WASHINGTON (Reuters) - The U.S. Supreme Court decided on Friday to intervene for a second time this week in an appeal by gay marriage opponents who claim public disclosure of their names and addresses could lead to threats, harassment or intimidation.
The nation’s high court agreed to hear an appeal by a group that seeks to prevent the public release of the names of more than 138,000 individuals who signed a Washington state petition in support of traditional marriage.
The group, Protect Marriage Washington, opposed a law giving gay couples expanded rights and benefits. It said its supporters would be harassed if state officials disclosed the names of those who wanted a referendum on that law.
On Wednesday, the Supreme Court ruled that video from the landmark trial over California’s same-sex marriage ban cannot be broadcast, handing a victory to those defending the ban.

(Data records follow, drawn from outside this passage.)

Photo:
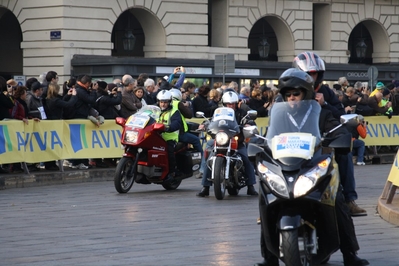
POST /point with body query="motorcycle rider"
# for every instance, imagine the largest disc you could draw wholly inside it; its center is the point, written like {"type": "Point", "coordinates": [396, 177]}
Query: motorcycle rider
{"type": "Point", "coordinates": [171, 117]}
{"type": "Point", "coordinates": [185, 111]}
{"type": "Point", "coordinates": [296, 85]}
{"type": "Point", "coordinates": [312, 64]}
{"type": "Point", "coordinates": [230, 99]}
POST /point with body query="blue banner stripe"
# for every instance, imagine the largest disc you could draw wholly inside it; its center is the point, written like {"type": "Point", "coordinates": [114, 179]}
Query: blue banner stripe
{"type": "Point", "coordinates": [2, 141]}
{"type": "Point", "coordinates": [75, 137]}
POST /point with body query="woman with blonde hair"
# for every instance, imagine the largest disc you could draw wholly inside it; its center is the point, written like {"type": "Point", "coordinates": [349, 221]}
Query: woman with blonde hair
{"type": "Point", "coordinates": [214, 97]}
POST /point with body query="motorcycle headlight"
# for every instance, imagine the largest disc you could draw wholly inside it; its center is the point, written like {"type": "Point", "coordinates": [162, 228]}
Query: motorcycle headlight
{"type": "Point", "coordinates": [275, 182]}
{"type": "Point", "coordinates": [131, 136]}
{"type": "Point", "coordinates": [221, 138]}
{"type": "Point", "coordinates": [308, 180]}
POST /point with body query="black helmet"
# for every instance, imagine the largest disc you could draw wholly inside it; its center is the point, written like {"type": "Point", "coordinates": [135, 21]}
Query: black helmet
{"type": "Point", "coordinates": [310, 63]}
{"type": "Point", "coordinates": [293, 78]}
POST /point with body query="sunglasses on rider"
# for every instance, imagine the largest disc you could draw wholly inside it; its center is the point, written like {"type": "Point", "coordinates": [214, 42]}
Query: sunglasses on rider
{"type": "Point", "coordinates": [295, 93]}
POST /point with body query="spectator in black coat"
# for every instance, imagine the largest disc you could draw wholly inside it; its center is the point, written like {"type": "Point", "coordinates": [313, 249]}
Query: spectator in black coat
{"type": "Point", "coordinates": [201, 104]}
{"type": "Point", "coordinates": [257, 103]}
{"type": "Point", "coordinates": [5, 101]}
{"type": "Point", "coordinates": [106, 100]}
{"type": "Point", "coordinates": [56, 104]}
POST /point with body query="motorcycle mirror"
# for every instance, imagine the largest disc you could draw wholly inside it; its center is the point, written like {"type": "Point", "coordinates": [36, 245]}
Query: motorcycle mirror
{"type": "Point", "coordinates": [199, 114]}
{"type": "Point", "coordinates": [252, 114]}
{"type": "Point", "coordinates": [350, 119]}
{"type": "Point", "coordinates": [120, 121]}
{"type": "Point", "coordinates": [250, 131]}
{"type": "Point", "coordinates": [159, 127]}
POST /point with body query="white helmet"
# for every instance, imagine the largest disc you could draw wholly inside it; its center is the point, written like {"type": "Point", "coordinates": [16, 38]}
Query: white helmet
{"type": "Point", "coordinates": [176, 94]}
{"type": "Point", "coordinates": [164, 95]}
{"type": "Point", "coordinates": [229, 97]}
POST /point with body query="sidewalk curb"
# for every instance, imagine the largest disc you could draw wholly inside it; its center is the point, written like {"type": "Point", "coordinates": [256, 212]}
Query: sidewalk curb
{"type": "Point", "coordinates": [8, 181]}
{"type": "Point", "coordinates": [389, 212]}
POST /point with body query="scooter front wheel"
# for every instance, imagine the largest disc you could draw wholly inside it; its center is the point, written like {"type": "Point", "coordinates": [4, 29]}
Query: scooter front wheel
{"type": "Point", "coordinates": [219, 172]}
{"type": "Point", "coordinates": [290, 248]}
{"type": "Point", "coordinates": [125, 174]}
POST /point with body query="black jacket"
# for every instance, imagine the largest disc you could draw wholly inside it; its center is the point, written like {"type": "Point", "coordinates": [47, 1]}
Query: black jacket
{"type": "Point", "coordinates": [5, 105]}
{"type": "Point", "coordinates": [257, 105]}
{"type": "Point", "coordinates": [57, 106]}
{"type": "Point", "coordinates": [86, 100]}
{"type": "Point", "coordinates": [201, 104]}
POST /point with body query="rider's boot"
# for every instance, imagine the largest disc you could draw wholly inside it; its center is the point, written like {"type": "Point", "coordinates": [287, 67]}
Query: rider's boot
{"type": "Point", "coordinates": [204, 192]}
{"type": "Point", "coordinates": [170, 178]}
{"type": "Point", "coordinates": [251, 191]}
{"type": "Point", "coordinates": [350, 259]}
{"type": "Point", "coordinates": [269, 262]}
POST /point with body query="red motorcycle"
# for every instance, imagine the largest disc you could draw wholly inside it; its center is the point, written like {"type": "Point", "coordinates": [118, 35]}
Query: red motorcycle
{"type": "Point", "coordinates": [145, 159]}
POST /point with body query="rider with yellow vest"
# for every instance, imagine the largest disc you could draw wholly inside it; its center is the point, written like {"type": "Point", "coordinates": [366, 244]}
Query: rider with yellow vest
{"type": "Point", "coordinates": [186, 113]}
{"type": "Point", "coordinates": [171, 117]}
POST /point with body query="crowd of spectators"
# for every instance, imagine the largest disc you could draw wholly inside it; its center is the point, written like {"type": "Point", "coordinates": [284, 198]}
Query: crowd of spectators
{"type": "Point", "coordinates": [96, 100]}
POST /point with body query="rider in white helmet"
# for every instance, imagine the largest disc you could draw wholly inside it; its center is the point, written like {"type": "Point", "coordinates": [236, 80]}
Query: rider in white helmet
{"type": "Point", "coordinates": [230, 99]}
{"type": "Point", "coordinates": [171, 117]}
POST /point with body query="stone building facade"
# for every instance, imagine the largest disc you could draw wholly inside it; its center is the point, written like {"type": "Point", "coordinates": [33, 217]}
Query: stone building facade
{"type": "Point", "coordinates": [46, 35]}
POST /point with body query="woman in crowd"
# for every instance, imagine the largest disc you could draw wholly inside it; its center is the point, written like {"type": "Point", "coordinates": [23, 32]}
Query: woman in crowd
{"type": "Point", "coordinates": [214, 98]}
{"type": "Point", "coordinates": [139, 92]}
{"type": "Point", "coordinates": [200, 103]}
{"type": "Point", "coordinates": [57, 104]}
{"type": "Point", "coordinates": [257, 103]}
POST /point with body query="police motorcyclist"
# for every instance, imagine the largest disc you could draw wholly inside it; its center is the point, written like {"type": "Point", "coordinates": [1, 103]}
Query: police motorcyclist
{"type": "Point", "coordinates": [186, 112]}
{"type": "Point", "coordinates": [296, 85]}
{"type": "Point", "coordinates": [312, 64]}
{"type": "Point", "coordinates": [171, 117]}
{"type": "Point", "coordinates": [230, 99]}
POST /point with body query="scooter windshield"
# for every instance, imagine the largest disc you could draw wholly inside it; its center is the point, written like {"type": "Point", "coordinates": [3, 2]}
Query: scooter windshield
{"type": "Point", "coordinates": [143, 116]}
{"type": "Point", "coordinates": [293, 130]}
{"type": "Point", "coordinates": [224, 120]}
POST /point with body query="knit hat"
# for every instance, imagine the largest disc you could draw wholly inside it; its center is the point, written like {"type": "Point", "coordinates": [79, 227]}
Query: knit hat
{"type": "Point", "coordinates": [111, 86]}
{"type": "Point", "coordinates": [379, 86]}
{"type": "Point", "coordinates": [102, 84]}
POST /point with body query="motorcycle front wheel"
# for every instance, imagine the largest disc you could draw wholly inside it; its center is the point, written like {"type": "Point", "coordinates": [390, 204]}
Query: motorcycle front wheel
{"type": "Point", "coordinates": [125, 175]}
{"type": "Point", "coordinates": [290, 248]}
{"type": "Point", "coordinates": [172, 186]}
{"type": "Point", "coordinates": [218, 183]}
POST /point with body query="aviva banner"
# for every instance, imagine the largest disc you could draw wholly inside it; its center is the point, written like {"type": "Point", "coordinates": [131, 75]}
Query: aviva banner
{"type": "Point", "coordinates": [58, 139]}
{"type": "Point", "coordinates": [74, 139]}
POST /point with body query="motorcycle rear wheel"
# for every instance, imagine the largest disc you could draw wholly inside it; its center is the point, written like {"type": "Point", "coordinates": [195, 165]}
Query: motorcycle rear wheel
{"type": "Point", "coordinates": [172, 186]}
{"type": "Point", "coordinates": [219, 172]}
{"type": "Point", "coordinates": [292, 255]}
{"type": "Point", "coordinates": [125, 175]}
{"type": "Point", "coordinates": [233, 191]}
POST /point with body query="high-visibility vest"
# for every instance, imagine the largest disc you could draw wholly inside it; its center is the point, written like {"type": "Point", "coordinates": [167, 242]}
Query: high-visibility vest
{"type": "Point", "coordinates": [164, 118]}
{"type": "Point", "coordinates": [176, 106]}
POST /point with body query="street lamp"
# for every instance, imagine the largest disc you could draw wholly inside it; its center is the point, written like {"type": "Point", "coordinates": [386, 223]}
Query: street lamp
{"type": "Point", "coordinates": [361, 48]}
{"type": "Point", "coordinates": [263, 48]}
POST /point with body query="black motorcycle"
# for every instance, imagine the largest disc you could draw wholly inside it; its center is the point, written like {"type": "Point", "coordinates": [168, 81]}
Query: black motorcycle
{"type": "Point", "coordinates": [298, 184]}
{"type": "Point", "coordinates": [225, 163]}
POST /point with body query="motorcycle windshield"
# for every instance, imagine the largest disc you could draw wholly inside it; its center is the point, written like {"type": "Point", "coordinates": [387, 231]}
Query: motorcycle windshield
{"type": "Point", "coordinates": [143, 116]}
{"type": "Point", "coordinates": [293, 130]}
{"type": "Point", "coordinates": [223, 119]}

By a 5-4 vote, the court’s conservative majority agreed with attorneys who support the ban who argued their witnesses would be intimidated if the trial were broadcast.

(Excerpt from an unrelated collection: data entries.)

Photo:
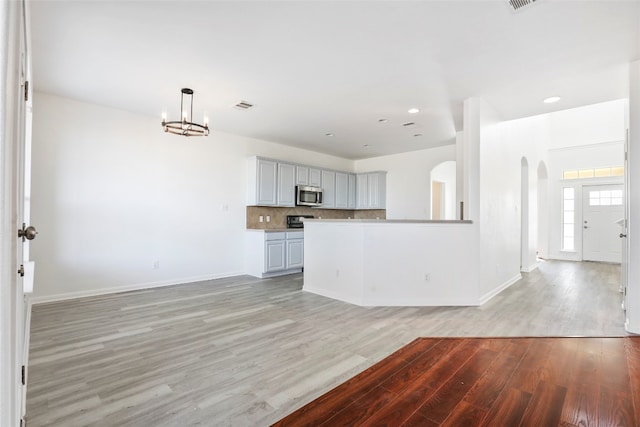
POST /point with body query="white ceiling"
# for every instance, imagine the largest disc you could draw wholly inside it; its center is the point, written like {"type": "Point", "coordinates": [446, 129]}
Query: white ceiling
{"type": "Point", "coordinates": [318, 67]}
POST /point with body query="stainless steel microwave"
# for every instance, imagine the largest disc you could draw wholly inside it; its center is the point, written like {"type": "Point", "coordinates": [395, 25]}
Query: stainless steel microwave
{"type": "Point", "coordinates": [308, 196]}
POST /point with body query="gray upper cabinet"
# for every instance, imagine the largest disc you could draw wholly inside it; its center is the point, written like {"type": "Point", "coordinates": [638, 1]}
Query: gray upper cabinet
{"type": "Point", "coordinates": [315, 177]}
{"type": "Point", "coordinates": [273, 183]}
{"type": "Point", "coordinates": [351, 198]}
{"type": "Point", "coordinates": [286, 194]}
{"type": "Point", "coordinates": [342, 190]}
{"type": "Point", "coordinates": [302, 175]}
{"type": "Point", "coordinates": [362, 191]}
{"type": "Point", "coordinates": [328, 189]}
{"type": "Point", "coordinates": [371, 190]}
{"type": "Point", "coordinates": [262, 182]}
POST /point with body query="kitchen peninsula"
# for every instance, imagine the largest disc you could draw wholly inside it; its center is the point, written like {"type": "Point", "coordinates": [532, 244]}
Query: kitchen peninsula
{"type": "Point", "coordinates": [393, 262]}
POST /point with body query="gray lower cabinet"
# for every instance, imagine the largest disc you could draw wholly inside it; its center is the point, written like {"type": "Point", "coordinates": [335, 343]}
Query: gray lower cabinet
{"type": "Point", "coordinates": [273, 253]}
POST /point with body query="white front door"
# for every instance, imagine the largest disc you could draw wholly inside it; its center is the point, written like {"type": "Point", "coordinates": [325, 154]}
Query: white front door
{"type": "Point", "coordinates": [602, 207]}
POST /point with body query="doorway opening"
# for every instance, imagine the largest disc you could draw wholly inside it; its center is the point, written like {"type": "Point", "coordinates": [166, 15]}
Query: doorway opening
{"type": "Point", "coordinates": [443, 191]}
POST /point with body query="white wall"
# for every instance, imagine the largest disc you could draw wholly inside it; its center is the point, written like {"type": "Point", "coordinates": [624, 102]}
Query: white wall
{"type": "Point", "coordinates": [112, 193]}
{"type": "Point", "coordinates": [445, 173]}
{"type": "Point", "coordinates": [633, 284]}
{"type": "Point", "coordinates": [499, 221]}
{"type": "Point", "coordinates": [408, 179]}
{"type": "Point", "coordinates": [592, 124]}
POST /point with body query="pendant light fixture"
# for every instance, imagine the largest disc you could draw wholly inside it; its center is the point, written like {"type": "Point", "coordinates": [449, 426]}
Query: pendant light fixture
{"type": "Point", "coordinates": [185, 127]}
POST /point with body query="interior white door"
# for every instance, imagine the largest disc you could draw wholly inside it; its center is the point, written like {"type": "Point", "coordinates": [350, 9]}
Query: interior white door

In the Washington state case, the Court is expected to hear arguments at the end of April, with a decision likely by the end of June. At issue is whether signing a referendum is a form of political speech protected by the First Amendment and whether there is a right to sign it without public disclosure.

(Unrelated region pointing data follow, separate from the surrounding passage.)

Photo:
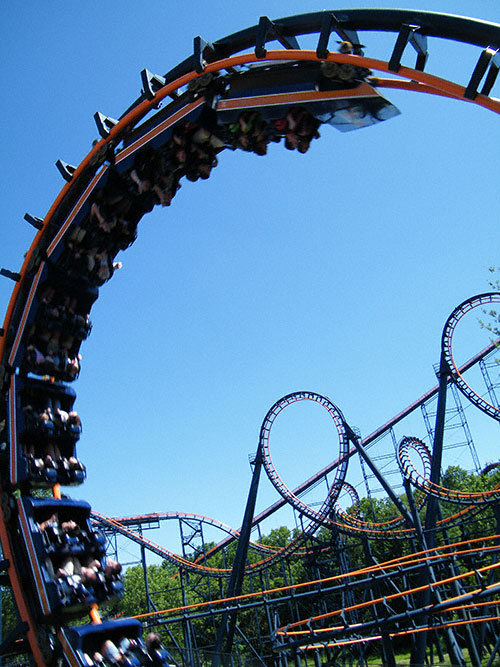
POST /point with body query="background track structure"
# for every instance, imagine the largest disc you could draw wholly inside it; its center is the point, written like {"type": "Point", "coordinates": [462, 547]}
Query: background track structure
{"type": "Point", "coordinates": [193, 87]}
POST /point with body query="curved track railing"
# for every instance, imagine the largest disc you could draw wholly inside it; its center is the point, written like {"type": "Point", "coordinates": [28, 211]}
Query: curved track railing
{"type": "Point", "coordinates": [96, 215]}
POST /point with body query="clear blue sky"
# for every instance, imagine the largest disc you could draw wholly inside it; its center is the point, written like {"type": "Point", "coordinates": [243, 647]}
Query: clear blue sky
{"type": "Point", "coordinates": [332, 272]}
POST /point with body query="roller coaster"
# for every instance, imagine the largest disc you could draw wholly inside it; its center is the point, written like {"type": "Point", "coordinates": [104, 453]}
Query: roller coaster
{"type": "Point", "coordinates": [235, 94]}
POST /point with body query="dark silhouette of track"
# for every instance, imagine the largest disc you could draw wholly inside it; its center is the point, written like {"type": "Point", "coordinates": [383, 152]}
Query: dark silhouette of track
{"type": "Point", "coordinates": [53, 555]}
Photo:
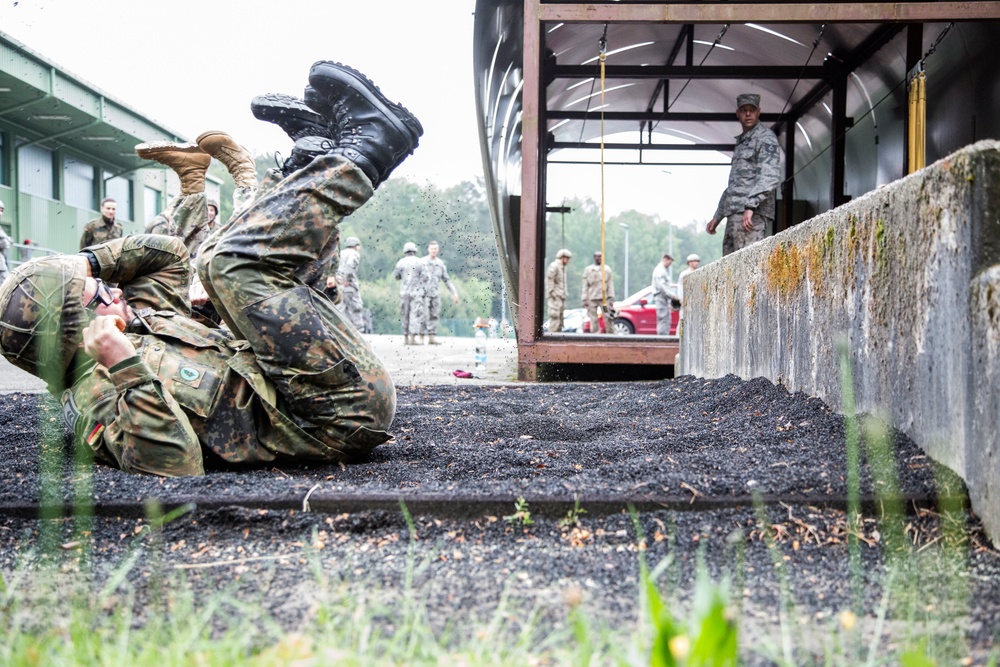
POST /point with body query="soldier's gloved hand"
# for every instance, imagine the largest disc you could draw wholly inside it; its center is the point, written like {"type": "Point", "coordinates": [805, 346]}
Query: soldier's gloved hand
{"type": "Point", "coordinates": [104, 341]}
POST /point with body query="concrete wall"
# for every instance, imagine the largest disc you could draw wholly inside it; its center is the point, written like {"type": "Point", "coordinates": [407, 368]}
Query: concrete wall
{"type": "Point", "coordinates": [909, 276]}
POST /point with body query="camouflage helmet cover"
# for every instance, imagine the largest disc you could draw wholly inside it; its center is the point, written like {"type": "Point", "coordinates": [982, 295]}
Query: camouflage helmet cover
{"type": "Point", "coordinates": [42, 300]}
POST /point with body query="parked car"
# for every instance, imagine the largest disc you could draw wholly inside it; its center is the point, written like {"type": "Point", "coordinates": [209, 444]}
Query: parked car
{"type": "Point", "coordinates": [636, 315]}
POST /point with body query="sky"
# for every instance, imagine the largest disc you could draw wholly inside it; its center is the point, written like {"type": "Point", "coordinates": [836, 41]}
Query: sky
{"type": "Point", "coordinates": [194, 66]}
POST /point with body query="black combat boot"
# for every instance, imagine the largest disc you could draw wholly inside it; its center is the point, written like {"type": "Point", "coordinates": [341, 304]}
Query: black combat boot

More than 138,000 individuals signed a petition to put a referendum on the state ballot that would have overturned a new state law extending the benefits of marriage to couples registered as domestic partners. The referendum failed.
Some supporters of gay rights had vowed to put the names of those who signed the petition on the Internet.
James Bopp, the attorney representing Protect Marriage Washington, urged the Supreme Court to put in place permanent safeguards to protect petition signers from harassment and intimidation.
“Those who support traditional marriage have seen their personal property destroyed and have been subject to death threats because of their beliefs,” he said.
“The Supreme Court now has the opportunity to prevent this from recurring in future elections by preventing the government from compelling citizens to disclose their identities and beliefs to the public,” Bopp said.
Washington Attorney General Robert McKenna opposed the appeal. He said the state’s public records law applied to those who sign such petitions.
He said allowing public inspection of such petitions does not violate the rights of the signers who have publicly disclosed their names and addresses to referendum sponsors.